Denz says he’s particularly interested in developing the house’s art segment, and he has put the company’s savoir-faire in the lost wax technique to the service of artists. In 2009, the company set up a new workshop in its factory to revive the lost wax technique that René Lalique practiced until 1930. The complex multi-step technique involves modeling a design in wax, covering it in plaster, and baking it until the wax melts. Once cooled, the craftsman can pour molten crystal in the mold that is then returned to the oven. Each mold can be used just once.


To commemorate the 150th anniversary of its founder’s birth, Lalique collaborated with the estate of Yves Klein for a limited edition of 83 crystal pieces of the artist’s “Victoire de Samothrace.” Beyond the difficulty of mastering the lost wax technique for such a big piece, Lalique’s team managed to develop a specific formula with copper and cobalt oxides to recreate the distinctive ultramarine blue, IKB (International Klein Blue), for which the artist was famous, and this is something Denz is particularly proud of.

Denz says the company wants to establish benchmarks by working with a few “top contemporary artists,” and is already well advanced with producing a new piece, though he declined to the name of the artist.

“Our idea is to do something like what Rodin did with bronze, but do it with crystal,” he said.

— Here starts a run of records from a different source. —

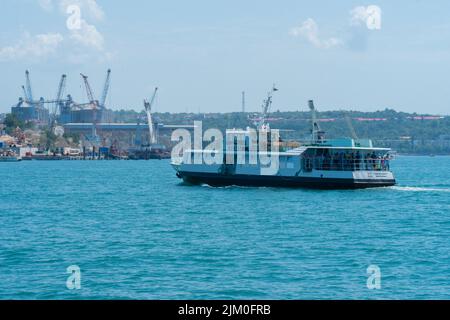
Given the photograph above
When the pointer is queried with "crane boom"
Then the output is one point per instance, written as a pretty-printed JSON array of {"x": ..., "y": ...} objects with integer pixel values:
[
  {"x": 28, "y": 86},
  {"x": 148, "y": 110},
  {"x": 105, "y": 89},
  {"x": 88, "y": 89},
  {"x": 57, "y": 101}
]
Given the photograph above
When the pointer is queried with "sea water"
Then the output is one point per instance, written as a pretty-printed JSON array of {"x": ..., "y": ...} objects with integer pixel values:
[{"x": 136, "y": 232}]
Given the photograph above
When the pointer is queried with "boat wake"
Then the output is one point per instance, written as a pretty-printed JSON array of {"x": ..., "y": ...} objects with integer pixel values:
[{"x": 419, "y": 189}]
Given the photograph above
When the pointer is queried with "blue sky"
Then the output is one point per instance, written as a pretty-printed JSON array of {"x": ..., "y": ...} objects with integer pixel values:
[{"x": 202, "y": 54}]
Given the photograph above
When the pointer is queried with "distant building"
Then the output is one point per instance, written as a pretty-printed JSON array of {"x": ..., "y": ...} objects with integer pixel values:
[
  {"x": 85, "y": 115},
  {"x": 33, "y": 113}
]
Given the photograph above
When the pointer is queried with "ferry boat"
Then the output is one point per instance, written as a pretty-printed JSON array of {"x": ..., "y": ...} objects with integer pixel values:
[
  {"x": 320, "y": 163},
  {"x": 9, "y": 156}
]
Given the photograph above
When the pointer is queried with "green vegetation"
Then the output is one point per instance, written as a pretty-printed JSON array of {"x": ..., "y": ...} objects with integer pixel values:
[{"x": 409, "y": 133}]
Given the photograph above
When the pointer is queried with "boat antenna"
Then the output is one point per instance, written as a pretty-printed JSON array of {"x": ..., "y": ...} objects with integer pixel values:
[
  {"x": 317, "y": 135},
  {"x": 266, "y": 107}
]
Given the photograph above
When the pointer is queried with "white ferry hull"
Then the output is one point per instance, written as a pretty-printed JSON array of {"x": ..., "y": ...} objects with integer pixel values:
[{"x": 325, "y": 180}]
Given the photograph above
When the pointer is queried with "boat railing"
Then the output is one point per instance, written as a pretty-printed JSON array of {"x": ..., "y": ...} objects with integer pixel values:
[{"x": 337, "y": 164}]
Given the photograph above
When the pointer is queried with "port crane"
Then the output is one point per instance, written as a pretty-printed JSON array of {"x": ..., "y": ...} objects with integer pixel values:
[
  {"x": 105, "y": 89},
  {"x": 94, "y": 139},
  {"x": 57, "y": 101},
  {"x": 148, "y": 110}
]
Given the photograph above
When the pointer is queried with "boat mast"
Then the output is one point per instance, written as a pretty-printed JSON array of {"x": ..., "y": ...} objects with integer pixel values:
[
  {"x": 266, "y": 107},
  {"x": 148, "y": 110},
  {"x": 317, "y": 134}
]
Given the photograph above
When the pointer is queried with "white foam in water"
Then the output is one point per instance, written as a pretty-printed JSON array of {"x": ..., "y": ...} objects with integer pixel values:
[{"x": 419, "y": 189}]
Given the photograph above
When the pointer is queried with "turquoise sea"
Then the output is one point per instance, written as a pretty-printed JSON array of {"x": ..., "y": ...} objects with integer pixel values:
[{"x": 136, "y": 232}]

At the heart of Denz’s re-branding strategy for Lalique has been a host of collaborations with other luxury lifestyle companies (The Macallan, Bentley Motors, Jaguar), along with hook-ups with high profile creatives, like French musician Jean Michel Jarre who created a crystal docking station, and German designer Patrick Hellman who collaborated on a limited edition of striking purple crystal vases. Other creative collaborations have included a lighting collection called Orgue by Studio Andrée Putman that echoed the lighting René Lalique had originally designed for the Normandie ocean liner back in the 1920s.

Such collaborations have helped increase the brand’s visibility among its new target customer groups and reignited the historic brand’s appeal amongst collectors.

This year, Lalique has collaborated with Bentley to create a limited edition Lalique for the Bentley Crystal Edition, and has also created the motoring brand’s first perfume crystal flacon, with a square shaped bottle topped by the British luxury car maker’s legendary “Flying B” mascot. Other new collaborations have included a limited edition table clock for Parmigiani, as well as a new crystal decanter for The Macallan whisky label.

“I’m only doing what René Lalique did in his lifetime, because he did some pocket watches at the end of the 19th century and pendulums in crystal,” Denz remarked on the collaboration with Parmigiani.

The company is now working on a new perfume bottle for Jaguar, which is expected to be unveiled in 2014.